Artificial Intelligence 17 min read

How UniDex and UniSearch Redefine Video Search with Semantic Indexing and Generative Models

This article explains how Kuaishou’s UniDex replaces traditional term‑based inverted indexes with model‑driven semantic posting lists and how the end‑to‑end UniSearch framework generates video IDs directly from queries, delivering higher relevance, lower latency, and significant online performance gains.

Kuaishou Tech

Nov 20, 2025

How UniDex and UniSearch Redefine Video Search with Semantic Indexing and Generative Models

Background

Modern video search must understand ambiguous user intent and retrieve the correct video from billions of items within strict latency constraints. Traditional term‑based inverted indexes struggle with colloquial queries and real‑time updates.

UniDex: Model‑based Semantic Inverted Index

UniTouch – FSQ Quantization

UniTouch replaces the sparse posting list with a dense semantic representation. Query and document encoders produce high‑dimensional vectors that are projected to a low‑dimensional space and quantized by Finite‑Scalar Quantization (FSQ) into 2‑dimensional semantic IDs (SID). The quantization uses a learnable linear projection followed by FSQ, and the gradient is refined with EWGS (Exact Weighted Gradient Scaling) to back‑propagate quantization error.

UniRank – Dual‑tower Token‑level Ranking

UniRank adopts a dual‑tower architecture similar to UniTouch but focuses on ranking. Both query and video towers output multiple 128‑dimensional dense vectors. Token‑level interaction is performed by concatenating learnable <CLS> tokens and computing fine‑grained similarity scores, which are aggregated to produce the final relevance score.

Training Techniques

Contrastive Learning : ListWise InfoNCE loss with dynamic temperature and hard negative sampling.

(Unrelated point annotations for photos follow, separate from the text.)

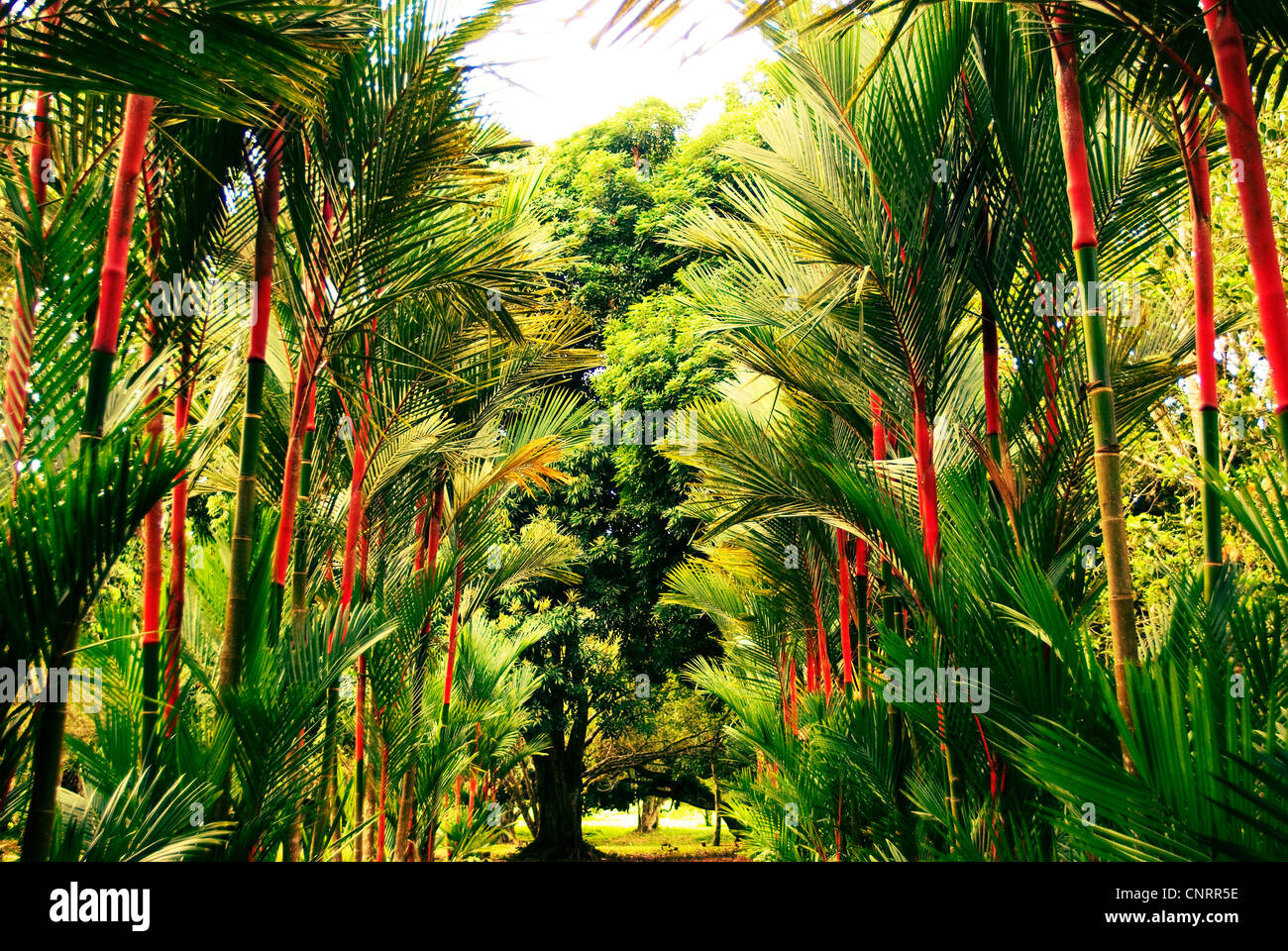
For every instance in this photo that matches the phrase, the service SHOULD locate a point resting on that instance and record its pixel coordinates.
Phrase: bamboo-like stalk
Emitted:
(1100, 394)
(244, 515)
(1258, 226)
(1209, 438)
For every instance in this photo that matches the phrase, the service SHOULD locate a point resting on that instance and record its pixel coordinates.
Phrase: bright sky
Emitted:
(552, 81)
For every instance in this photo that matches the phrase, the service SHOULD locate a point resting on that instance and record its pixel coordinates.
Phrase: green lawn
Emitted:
(682, 834)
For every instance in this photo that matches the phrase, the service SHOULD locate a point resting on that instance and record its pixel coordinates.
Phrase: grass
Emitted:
(682, 835)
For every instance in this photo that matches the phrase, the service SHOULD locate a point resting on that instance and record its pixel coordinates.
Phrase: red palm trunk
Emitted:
(1244, 142)
(351, 535)
(120, 223)
(927, 491)
(303, 396)
(384, 796)
(824, 664)
(22, 333)
(842, 558)
(178, 555)
(451, 638)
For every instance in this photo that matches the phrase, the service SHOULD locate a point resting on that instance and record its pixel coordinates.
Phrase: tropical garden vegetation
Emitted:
(893, 467)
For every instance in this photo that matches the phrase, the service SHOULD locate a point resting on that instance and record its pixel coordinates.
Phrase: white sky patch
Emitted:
(549, 81)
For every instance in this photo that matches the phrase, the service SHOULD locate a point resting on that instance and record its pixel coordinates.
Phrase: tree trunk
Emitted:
(559, 803)
(1258, 224)
(649, 814)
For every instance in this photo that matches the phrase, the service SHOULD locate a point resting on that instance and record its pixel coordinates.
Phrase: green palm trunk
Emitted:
(1100, 393)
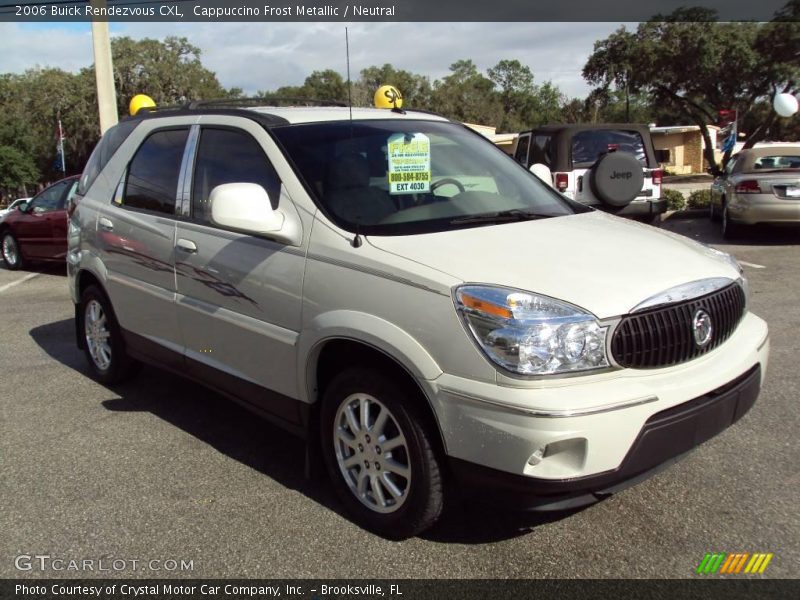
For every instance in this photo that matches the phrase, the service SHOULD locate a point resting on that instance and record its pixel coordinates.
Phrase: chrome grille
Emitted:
(664, 336)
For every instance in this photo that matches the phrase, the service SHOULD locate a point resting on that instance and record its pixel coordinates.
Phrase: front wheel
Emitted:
(380, 454)
(102, 338)
(12, 256)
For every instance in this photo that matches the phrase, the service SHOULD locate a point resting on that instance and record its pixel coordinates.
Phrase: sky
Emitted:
(264, 56)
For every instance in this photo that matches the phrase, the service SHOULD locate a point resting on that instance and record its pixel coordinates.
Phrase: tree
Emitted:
(17, 170)
(697, 66)
(170, 72)
(467, 96)
(514, 82)
(325, 85)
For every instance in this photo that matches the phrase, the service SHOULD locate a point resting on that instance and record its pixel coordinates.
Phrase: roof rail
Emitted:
(259, 101)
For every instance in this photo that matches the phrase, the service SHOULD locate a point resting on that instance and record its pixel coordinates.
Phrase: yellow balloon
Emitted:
(140, 101)
(388, 96)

Token‑matching Loss : Encourages matching of individual token embeddings between query and video.

Quantization Regularization : Binary‑Quant regularization term stabilizes FSQ training and mitigates float‑precision loss after TensorRT acceleration.

EWGS Gradient Optimization : Improves stability of quantization‑aware training.

Results

On the RS dataset, UniDex improves Recall@300 by 14.18% and MRR@10 by 10.02% over a sparse baseline, while reducing storage and latency by ~25%. Online A/B tests show lower resource consumption and higher user engagement.

UniSearch: End‑to‑End Generative Search for Live Streaming

Architecture

The system consists of:

Search Generator : An encoder‑decoder model that takes the user query, context features, and a <CLS> token, then autoregressively predicts a sequence of semantic IDs representing the target video.

Video Encoder : Encodes video features into dense embeddings and maps them to the same SID space using a VQ‑VAE codebook, enabling direct comparison with generated IDs.

VQ‑VAE Codebook : Learned jointly with the encoder; each embedding is quantized to the nearest codebook entry, providing a discrete representation for videos.

Joint Training

Training is performed jointly on three objectives:

Residual Progressive Learning : A residual‑based contrastive loss that mimics the cascade of recall → coarse‑rank → fine‑rank, aligning query and video semantics at multiple granularity levels.

Token‑matching Loss : Aligns each generated token with the corresponding video token to preserve consistency between generation and retrieval.

Codebook Regularization : Combines VQ reconstruction loss with a linear projection (SimVQ) to prevent codebook collapse and ensure the quantized vectors stay close to their continuous counterparts.

Online Reinforcement

After offline training, an online reward system fine‑tunes the generator using two signals:

Precision‑ranking reward : Rewards generated IDs that receive high relevance scores from the downstream ranker.

Search Preference Optimization (SPO) : A reinforcement‑learning component that incorporates real user behavior (clicks, dwell time) to further improve generation quality.

Dynamic Trie for Real‑time Updates

Live streams change rapidly; therefore a dynamic Trie monitors the VQ‑VAE codebook updates (e.g., every minute) and performs beam‑search over the Trie to guarantee that generated ID sequences correspond to currently active live rooms.

Results

Offline evaluation shows UniSearch‑6L surpasses all baselines on MRR and reaches Recall@300 comparable to a 12‑layer model. In production, UniSearch yields a +3.31% increase in live‑room entry count (the highest gain in two years) and a –0.382% reduction in query‑change rate, with strong new‑user growth.